Le village de Barèges (1250 mètres d’altitude) connaît quant à lui ses première lettres de noblesse en 1675 avec le petit duc du Maine. Alors qu’il a 5 ans, l’enfant adultérin de Louis XIV et de Mme de Montespan, y séjourne de longs mois avec Mme de Maintenon, sa gouvernante. L’enfant est rachitique et affecté d’un pied-bot. La réputation des eaux de Barèges, qui a guéri des soldats blessés et des maladies des os, est parvenue aux oreilles royales. Elles se montreront souveraines sur le petit duc, et, Barèges, deviendra célèbre. Avouons-le, Barèges, dévasté par des avalanches au XXe siècle ne présente pas grand attrait architectural mais sa situation au creux d’une vallée splendide, qui offre de nombreuses possibilités de randonnées et de ski, est exceptionnelle. Barèges forme en effet avec La Mongie, de l’autre côté du col du Tourmalet, le plus vaste domaine skiable des Pyrénées, le Grand Tourmalet. Et pour tout cycliste amateur, qui dit col du Tourmalet dit aussi Tour de France dont c’est une étape mythique.

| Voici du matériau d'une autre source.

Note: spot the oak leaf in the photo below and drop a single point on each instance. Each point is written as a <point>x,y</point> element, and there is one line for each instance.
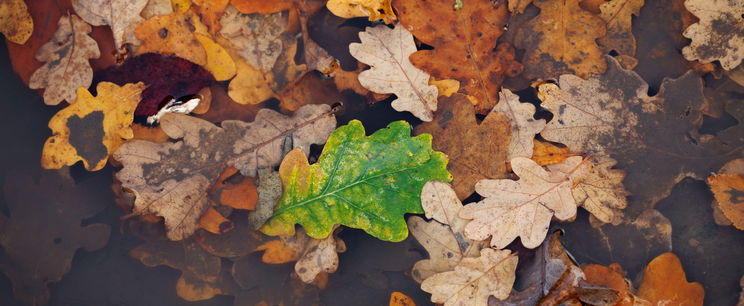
<point>15,21</point>
<point>375,9</point>
<point>386,51</point>
<point>561,39</point>
<point>464,48</point>
<point>172,35</point>
<point>474,280</point>
<point>442,237</point>
<point>92,128</point>
<point>524,208</point>
<point>172,179</point>
<point>366,182</point>
<point>612,116</point>
<point>524,126</point>
<point>457,132</point>
<point>664,282</point>
<point>45,229</point>
<point>120,15</point>
<point>719,35</point>
<point>66,56</point>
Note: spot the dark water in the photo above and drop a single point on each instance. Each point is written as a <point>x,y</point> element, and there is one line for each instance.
<point>371,269</point>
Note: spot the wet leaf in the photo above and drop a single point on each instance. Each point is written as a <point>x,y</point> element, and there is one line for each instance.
<point>375,9</point>
<point>664,282</point>
<point>618,14</point>
<point>400,299</point>
<point>313,256</point>
<point>456,132</point>
<point>171,35</point>
<point>15,21</point>
<point>92,128</point>
<point>121,15</point>
<point>165,76</point>
<point>365,182</point>
<point>172,179</point>
<point>611,116</point>
<point>719,35</point>
<point>386,51</point>
<point>44,229</point>
<point>562,39</point>
<point>524,126</point>
<point>463,42</point>
<point>474,280</point>
<point>524,208</point>
<point>66,58</point>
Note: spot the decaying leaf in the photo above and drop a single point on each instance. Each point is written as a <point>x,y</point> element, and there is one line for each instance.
<point>375,9</point>
<point>92,128</point>
<point>313,256</point>
<point>166,77</point>
<point>562,39</point>
<point>120,15</point>
<point>366,182</point>
<point>524,126</point>
<point>664,283</point>
<point>456,132</point>
<point>44,229</point>
<point>386,51</point>
<point>171,179</point>
<point>269,192</point>
<point>601,191</point>
<point>15,21</point>
<point>66,56</point>
<point>463,42</point>
<point>172,35</point>
<point>729,192</point>
<point>442,237</point>
<point>474,280</point>
<point>611,116</point>
<point>618,15</point>
<point>719,35</point>
<point>525,207</point>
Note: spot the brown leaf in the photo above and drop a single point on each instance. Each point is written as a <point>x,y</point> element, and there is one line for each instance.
<point>66,58</point>
<point>561,39</point>
<point>719,35</point>
<point>180,173</point>
<point>120,15</point>
<point>386,51</point>
<point>474,280</point>
<point>665,283</point>
<point>463,42</point>
<point>44,229</point>
<point>456,132</point>
<point>525,207</point>
<point>170,34</point>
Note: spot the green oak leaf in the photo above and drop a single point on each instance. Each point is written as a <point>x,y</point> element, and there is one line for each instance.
<point>365,182</point>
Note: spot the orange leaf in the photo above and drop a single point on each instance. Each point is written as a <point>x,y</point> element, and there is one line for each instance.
<point>665,283</point>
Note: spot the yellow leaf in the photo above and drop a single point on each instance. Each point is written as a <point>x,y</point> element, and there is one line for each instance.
<point>15,21</point>
<point>93,127</point>
<point>375,9</point>
<point>219,62</point>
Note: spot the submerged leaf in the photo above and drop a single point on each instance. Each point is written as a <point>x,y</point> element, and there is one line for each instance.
<point>365,182</point>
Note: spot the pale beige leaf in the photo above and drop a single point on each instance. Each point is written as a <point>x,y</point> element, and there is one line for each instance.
<point>255,37</point>
<point>719,35</point>
<point>171,179</point>
<point>121,15</point>
<point>523,124</point>
<point>474,280</point>
<point>525,207</point>
<point>386,51</point>
<point>66,58</point>
<point>601,191</point>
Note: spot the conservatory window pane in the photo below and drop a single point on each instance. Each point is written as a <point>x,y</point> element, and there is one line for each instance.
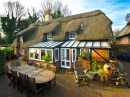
<point>31,53</point>
<point>82,44</point>
<point>89,44</point>
<point>36,53</point>
<point>49,52</point>
<point>96,44</point>
<point>104,44</point>
<point>42,53</point>
<point>56,55</point>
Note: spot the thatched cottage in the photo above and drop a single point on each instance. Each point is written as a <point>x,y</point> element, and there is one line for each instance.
<point>63,38</point>
<point>123,37</point>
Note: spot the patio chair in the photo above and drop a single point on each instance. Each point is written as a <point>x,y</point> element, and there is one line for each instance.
<point>23,81</point>
<point>78,70</point>
<point>8,74</point>
<point>35,88</point>
<point>15,79</point>
<point>13,64</point>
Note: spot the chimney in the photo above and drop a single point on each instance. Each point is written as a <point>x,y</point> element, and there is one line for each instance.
<point>48,15</point>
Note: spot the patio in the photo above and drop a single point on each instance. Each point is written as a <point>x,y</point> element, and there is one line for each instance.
<point>67,87</point>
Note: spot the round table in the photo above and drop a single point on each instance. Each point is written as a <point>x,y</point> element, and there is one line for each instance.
<point>40,75</point>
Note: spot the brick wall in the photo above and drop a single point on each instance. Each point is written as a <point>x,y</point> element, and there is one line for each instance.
<point>123,40</point>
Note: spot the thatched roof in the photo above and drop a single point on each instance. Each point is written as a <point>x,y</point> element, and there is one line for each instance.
<point>123,32</point>
<point>97,26</point>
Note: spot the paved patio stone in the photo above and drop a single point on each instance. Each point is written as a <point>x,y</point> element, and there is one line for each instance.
<point>67,87</point>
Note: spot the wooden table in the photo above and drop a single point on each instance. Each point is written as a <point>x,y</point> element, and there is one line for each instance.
<point>40,75</point>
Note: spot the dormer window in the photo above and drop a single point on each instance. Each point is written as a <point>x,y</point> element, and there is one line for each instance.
<point>21,38</point>
<point>82,27</point>
<point>49,36</point>
<point>71,35</point>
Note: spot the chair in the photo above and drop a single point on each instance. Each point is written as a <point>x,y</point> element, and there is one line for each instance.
<point>13,64</point>
<point>15,79</point>
<point>78,70</point>
<point>8,74</point>
<point>31,83</point>
<point>23,81</point>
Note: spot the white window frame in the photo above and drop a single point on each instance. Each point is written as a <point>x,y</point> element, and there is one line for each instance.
<point>82,27</point>
<point>46,53</point>
<point>85,50</point>
<point>33,53</point>
<point>22,52</point>
<point>49,36</point>
<point>21,38</point>
<point>55,54</point>
<point>70,33</point>
<point>75,54</point>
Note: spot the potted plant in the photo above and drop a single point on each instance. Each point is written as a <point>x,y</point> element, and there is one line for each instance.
<point>84,55</point>
<point>46,59</point>
<point>90,75</point>
<point>100,72</point>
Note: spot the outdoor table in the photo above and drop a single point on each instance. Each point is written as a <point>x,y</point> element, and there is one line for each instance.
<point>41,75</point>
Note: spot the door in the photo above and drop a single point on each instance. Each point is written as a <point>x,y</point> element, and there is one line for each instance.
<point>65,58</point>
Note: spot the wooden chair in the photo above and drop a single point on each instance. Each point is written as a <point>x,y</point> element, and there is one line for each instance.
<point>8,74</point>
<point>78,70</point>
<point>35,88</point>
<point>13,64</point>
<point>23,81</point>
<point>15,79</point>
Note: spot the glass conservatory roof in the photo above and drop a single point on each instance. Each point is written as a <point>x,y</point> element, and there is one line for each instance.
<point>73,44</point>
<point>88,44</point>
<point>51,44</point>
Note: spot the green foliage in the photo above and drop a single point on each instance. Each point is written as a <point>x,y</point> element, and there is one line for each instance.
<point>94,66</point>
<point>9,51</point>
<point>90,73</point>
<point>17,63</point>
<point>100,71</point>
<point>84,55</point>
<point>46,59</point>
<point>119,65</point>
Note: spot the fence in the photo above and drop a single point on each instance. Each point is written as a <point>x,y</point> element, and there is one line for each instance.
<point>2,61</point>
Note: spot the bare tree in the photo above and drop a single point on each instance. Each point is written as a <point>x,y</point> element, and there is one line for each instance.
<point>54,6</point>
<point>14,8</point>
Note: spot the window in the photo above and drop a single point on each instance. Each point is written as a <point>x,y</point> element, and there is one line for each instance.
<point>71,35</point>
<point>123,40</point>
<point>85,49</point>
<point>56,54</point>
<point>31,53</point>
<point>49,36</point>
<point>126,39</point>
<point>74,54</point>
<point>21,38</point>
<point>82,27</point>
<point>21,51</point>
<point>34,53</point>
<point>45,52</point>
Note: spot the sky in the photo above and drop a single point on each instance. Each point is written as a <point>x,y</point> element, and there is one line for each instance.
<point>116,10</point>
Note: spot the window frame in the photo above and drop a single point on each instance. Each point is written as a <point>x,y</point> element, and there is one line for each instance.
<point>21,38</point>
<point>20,51</point>
<point>73,33</point>
<point>33,53</point>
<point>126,40</point>
<point>82,26</point>
<point>49,35</point>
<point>46,53</point>
<point>55,54</point>
<point>75,54</point>
<point>84,48</point>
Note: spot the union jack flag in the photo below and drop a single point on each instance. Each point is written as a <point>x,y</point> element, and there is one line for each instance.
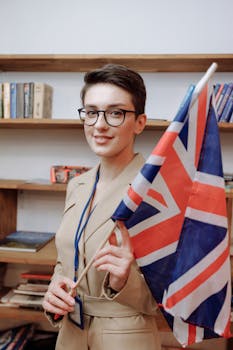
<point>175,212</point>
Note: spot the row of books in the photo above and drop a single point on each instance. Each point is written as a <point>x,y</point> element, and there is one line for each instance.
<point>29,293</point>
<point>224,101</point>
<point>25,241</point>
<point>27,337</point>
<point>25,100</point>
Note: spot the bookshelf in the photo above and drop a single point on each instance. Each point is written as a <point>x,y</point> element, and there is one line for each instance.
<point>141,63</point>
<point>80,63</point>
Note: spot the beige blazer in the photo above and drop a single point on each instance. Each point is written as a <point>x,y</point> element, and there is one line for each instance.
<point>122,321</point>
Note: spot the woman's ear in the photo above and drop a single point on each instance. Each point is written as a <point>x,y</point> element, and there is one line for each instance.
<point>140,123</point>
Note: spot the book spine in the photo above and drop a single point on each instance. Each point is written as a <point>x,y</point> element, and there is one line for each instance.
<point>38,100</point>
<point>13,100</point>
<point>26,100</point>
<point>6,100</point>
<point>225,87</point>
<point>31,99</point>
<point>47,103</point>
<point>1,100</point>
<point>224,100</point>
<point>43,94</point>
<point>20,100</point>
<point>219,93</point>
<point>226,114</point>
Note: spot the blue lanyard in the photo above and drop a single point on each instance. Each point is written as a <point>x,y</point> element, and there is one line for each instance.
<point>81,227</point>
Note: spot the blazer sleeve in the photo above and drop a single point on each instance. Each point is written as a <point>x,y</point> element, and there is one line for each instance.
<point>135,293</point>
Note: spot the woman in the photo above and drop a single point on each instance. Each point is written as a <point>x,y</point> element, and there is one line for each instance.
<point>113,307</point>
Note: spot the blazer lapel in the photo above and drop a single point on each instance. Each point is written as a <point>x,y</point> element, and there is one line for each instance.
<point>113,196</point>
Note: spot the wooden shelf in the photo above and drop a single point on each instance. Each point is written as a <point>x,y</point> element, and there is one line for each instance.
<point>37,124</point>
<point>141,63</point>
<point>31,186</point>
<point>45,256</point>
<point>25,314</point>
<point>31,315</point>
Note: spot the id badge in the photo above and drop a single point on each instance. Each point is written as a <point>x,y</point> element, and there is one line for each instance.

À 8 kilomètres de Barèges, le centre de Luz-Saint-Sauveur est resté authentique. Les ruelles du vieux village, constitué de maisons anciennes aux toits d’ardoise semblent se serrer autour de la petite église fortifiée, Saint-André, dite des Templiers. Avec ses remparts crénelés et son clocher en forme de tour de guet, elle a tout d’un château fort miniature. Sa fortification est l’œuvre, au XIV s., non pas des Templiers mais des Hospitaliers de Saint-Jean de Jérusalem qui voulaient ainsi la préserver des pillages des armées aragonaises qui passaient les montagnes. Les Hospitaliers s’étaient installés à Luz pour accueillir les pèlerins qui se rendaient par voies pyrénéennes à Saint-Jacques de Compostelle. Les Hospitaliers occupaient le château Sainte-Marie, construit par les Comtes de Bigorre au Xe siècle sur un éperon rocheux au-dessus de l’église Saint-André. Victor Hugo en a fait des dessins lors de ses séjours dans les Pyrénées.

Si Luz est aujourd’hui relié à Saint-Sauveur, cela n’a pas toujours été le cas. Quand Napoléon III et Joséphine viennent prendre les eaux à Saint-Sauveur en 1859, la station est isolée par une paroi rocheuse qui s’élève au-dessus de la rivière en contrebas. Pour que la route de Saint-Sauveur puisse continuer vers Luz puis Gavarnie et les cirques de montagne, Napoléon III fait construire un pont monumental, le pont… Napoléon. Cette prouesse architecturale qui ne comprend qu’une seule arche enserrée entre les deux côtés de la paroi rocheuse a été construite en une année. Le pont est vraiment impressionnant. Depuis son tablier, on est suspendu au-dessus d’un précipice vertigineux de 70 mètres. Aujourd’hui c’est un spot fameux de saut à l’élastique.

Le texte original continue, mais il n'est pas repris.